I had lived in Colombia my entire childhood and part of my adolescence, and while living there, I never questioned the inclusiveness of the Latin American culture. If you had asked me about racism, I would have told you that we, Latin Americans do not suffer from this ailment. It was only when I went back for a visit about five years ago when I realized how wrong I was and that this ailment was of the worst kind. Its main symptom was self-hatred. It wasn’t been easy to delve into Latin American commercials, mainly Colombian, and find beauty products that people buy in large quantities in their quest to become more attractive (read more European looking). The main beauty products are those that promise straight hair and lighter skin. I also noticed that most of the people on Colombian television do not truly represent the typical Colombian. Most of the time they have lighter skin and are quite young, but for a few exceptions in which they present the stereotypical Afro-Colombian women dressed as maids and talking in a certain uneducated manner.
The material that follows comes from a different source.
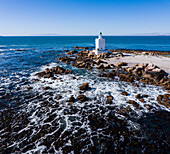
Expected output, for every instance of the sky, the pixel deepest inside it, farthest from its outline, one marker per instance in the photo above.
(84, 17)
I was surprised to find that a cousin of mine, who has a typical indigenous nose, had plastic surgery to look more attractive (meaning more European), and that another cousin who has beautiful dark skin like my mom’s burned her face while trying to lighten it with a cream that has hydroquinone, a depigmenting agent. Latin American politics reflect this self-hatred as well. Time and time again many Latin Americans vote against their self-interests. I have had many conversations with Colombian compatriots who support policies that belittle people of color as well as their culture. In the words of Freire (2000), “for them, to be [human] is to be oppressors.”
My project may not accomplish in others that awakening and recognition of self-hatred that Kahlo’s Two Fridas had for me. However, exorcising my demons, as Kahlo did through her art, may be good enough for now.